After that relationship ended poorly (surprise!), I was pretty much single for about 5 years. I was the bitter, single, hates Valentine's Day type. My Valentine's Day activities ranged from getting super drunk at parties at the LGBT house (I'm straight, but many of my friends aren't), watching chick flicks with other single girls, or completely ignoring the holiday and doing homework. So when I was in my first serious relationship in college, I told the guy "Sorry, I just don't do Valentine's Day." He was really disappointed, because he wanted to do all of the big mushy romantic stuff, but I was like, nope, I'll be watching Clueless with my friend and drinking wine on February 14th.
That night, when I got to his place to spend the night after watching Clueless and drinking wine, he was acting kind of strange. I was going to go to bed and he was like, "no, you can't go to bed, we have to hang out!" And I was like, um, okay. So we hung out for a bit and around 11:50, I said, "okay, seriously I'm going to sleep." And again, he said, "no, you can't go to sleep yet!" I had no idea what was going on, but at exactly midnight he pulled out a flower and a card that said "Happy random day in February! I love you every day!"
So that melted my cold bitter heart a little bit.
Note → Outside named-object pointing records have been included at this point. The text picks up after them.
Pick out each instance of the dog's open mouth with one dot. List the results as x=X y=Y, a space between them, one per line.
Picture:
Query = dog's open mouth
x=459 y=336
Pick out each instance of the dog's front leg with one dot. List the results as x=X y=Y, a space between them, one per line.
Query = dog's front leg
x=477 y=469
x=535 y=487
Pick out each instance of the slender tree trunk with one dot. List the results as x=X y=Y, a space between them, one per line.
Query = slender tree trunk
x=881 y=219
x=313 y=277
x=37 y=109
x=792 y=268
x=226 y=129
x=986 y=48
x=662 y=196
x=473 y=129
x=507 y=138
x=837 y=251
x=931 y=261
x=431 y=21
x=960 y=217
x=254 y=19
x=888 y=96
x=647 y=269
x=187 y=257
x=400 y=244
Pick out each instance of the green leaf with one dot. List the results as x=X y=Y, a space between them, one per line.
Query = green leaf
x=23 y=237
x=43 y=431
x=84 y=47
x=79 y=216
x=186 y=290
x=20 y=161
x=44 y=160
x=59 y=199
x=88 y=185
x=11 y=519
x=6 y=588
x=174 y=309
And although that relationship also ended pretty poorly (despite the romantic gestures, turns out he was kind of a jerk), it did warm me up to Valentine's Day.
Last year, the Constable and I had been dating about 4 months when Valentine's Day rolled around. We went out to dinner, and he got me flowers, and I got him personalized cupcakes. In retrospect, I think I ended up eating most of the cupcakes, but it's the thought that counts, right? One of his good friends actually broke up with the girl he'd been seeing on Valentine's Day, and called the Constable begging him to come over after dinner, so that threw a bit of a wrench in things, but over all it was a very romantic night that my cynical self would have totally hated.
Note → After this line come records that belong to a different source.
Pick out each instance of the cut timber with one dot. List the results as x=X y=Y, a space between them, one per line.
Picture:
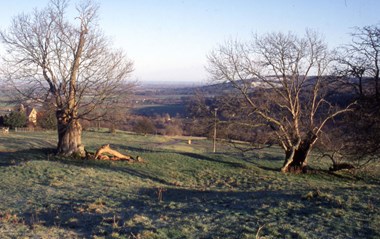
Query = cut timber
x=106 y=149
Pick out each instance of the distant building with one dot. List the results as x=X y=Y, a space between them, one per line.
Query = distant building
x=30 y=112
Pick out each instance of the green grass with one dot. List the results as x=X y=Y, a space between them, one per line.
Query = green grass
x=205 y=195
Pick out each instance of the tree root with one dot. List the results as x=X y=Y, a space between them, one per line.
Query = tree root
x=104 y=151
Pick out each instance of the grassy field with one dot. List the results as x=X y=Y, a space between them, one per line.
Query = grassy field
x=204 y=195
This year's plans are much more low-key. We had breakfast at a cafe near my house before I dropped him off at school, and when he gets home he's making me fettucine alfredo with steak and I'm making him strawberry cheesecake, and we're going to watch Netflix. (Side note: he's voting House of Cards, and while I did watch all of the first season, there was a certain episode where I was like, fuck you Frank, because he did something really evil, and I haven't enjoyed it as much since. I kind of want to see The Spectacular Now. We'll figure it out.) And I get it now. I was always the person who argued, "Why can't you celebrate love every day? Why would you want to celebrate the same day as everybody else, if your relationship is so special?" But this year, the Constable is a month away from a massive exam in grad school that is damn near impossible, but he has to pass to continue in his program, so he's studying at least 8 hours a day, on top of going to classes and teaching, and he's always stressed out, and even when he takes time off from studying, he feels guilty about enjoying himself if he hasn't gotten enough done that day. And because of this commercial, Hallmark holiday, he's allowed to take the day off and enjoy himself and not think about school at all while we have a nice dinner and just relax together. Hell, he has to, it's Valentine's Day! Yes, I still think that extravagant flowers and jewelry and balloons and cards for Valentine's Day are kind of dumb (though more power to you if that's your thing), but this year, I am really thankful for Valentine's Day.